India vehicle makers are strengthening EV portfolio in a big way
India is looking at having an all-electric car fleet by 2030. According to Niti Ayog’s February 2017 workshop conducted in collaboration with Rocky Mountain Institute, over and above this economic saving, CO2 emissions from road transport will be down by a whopping 37%. The country will soon embark on an audaciously ambitious program aimed at switching most, if not all, of its vehicles sold, to battery power by 2030.
The scheme, which is in its final stages of drafting, will kick off later this year and the government expects it to scale up within three years. The roll out is expected to start with public transport & common man’s transport in the first phase.

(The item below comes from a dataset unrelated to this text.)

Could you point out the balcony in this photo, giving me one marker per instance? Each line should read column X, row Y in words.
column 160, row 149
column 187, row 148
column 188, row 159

Tata Motors is focusing more on electrification of its commercial vehicles. Tata Motors is India’s largest automobile company, with consolidated revenues of USD 41 billion in 2015-16. In January, this year, the company launched its electric and hybrid buses and also showcased country's first 12-metre fuel-cell bus. Tata Motors continues to be a leader in this segment not just by setting technological benchmarks but also by adapting innovations effectively to suit Indian travel conditions. In order to push green technology in mass public transportation in India, Tata Motors had recently unveiled a full electric and a hybrid bus Besides, the OEM also unveiled a bus with fuel cell technology and electric versions of its light commercial vehicles SuperAce, Magic and Magic Iris.
In January this year, Tata Motors announced that it has created a dedicated vertical within the passenger vehicle business unit called TAMO to facilitate innovation, explore new business models and strike partnerships for future mobility solutions. TAMO will act as an open platform to network with global start-ups and leading technology firms to access new trends, innovations and solutions for the design of future products and services, said Guenter Butschek, managing director and chief executive of Tata Motors. It will create a digital ecosystem, which can be leveraged by Tata Motors to support its business, he added. This platform is likely to include bigger & more premium range of Electric Vehicles.
Last year, Ashok Leyland, the second largest Commercial Vehicle maker in India, unveiled the country’s first electric bus ‘Circuit’ designed and engineered entirely in India, by Indians, for the nation. In line with its vision for the future of mass mobility, the country’s first ‘Made in India’ 100% electric bus is a zero-emission vehicle created by the OEM specifically for Indian road and load conditions. This new Circuit range of vehicles will be offered on multiple platforms. Integrated with a fire detection and suppression system (FDSS), this truly Indian innovation can travel 120 kilometres on a single charge. It is built on a simple, mass-market platform that will enable the operator to cater to customers in city centres with minimal operational and maintenance costs.
Volvo Buses had taken the lead by introducing the Volvo hybrid city bus in India last year. Navi Mumbai became the first-ever city in the country to adopt hybrid buses. The Volvo hybrid solution has a proven track record of saving 30 to 35 percent fuel. The technology also enables up to 50 percent reduction in hazardous emissions in actual customer operations.
The Volvo 8400 Hybrid City Bus is a variant of the existing Volvo City Bus, nearly 1,500 units of which are currently operating in 34 cities across India. This new bus has a parallel hybrid system, which comprises of a 5-litre, 4-cylinder, in-line diesel engine and an electric motor. The vehicle is propelled purely on electric mode from the moment it starts till it gains required momentum.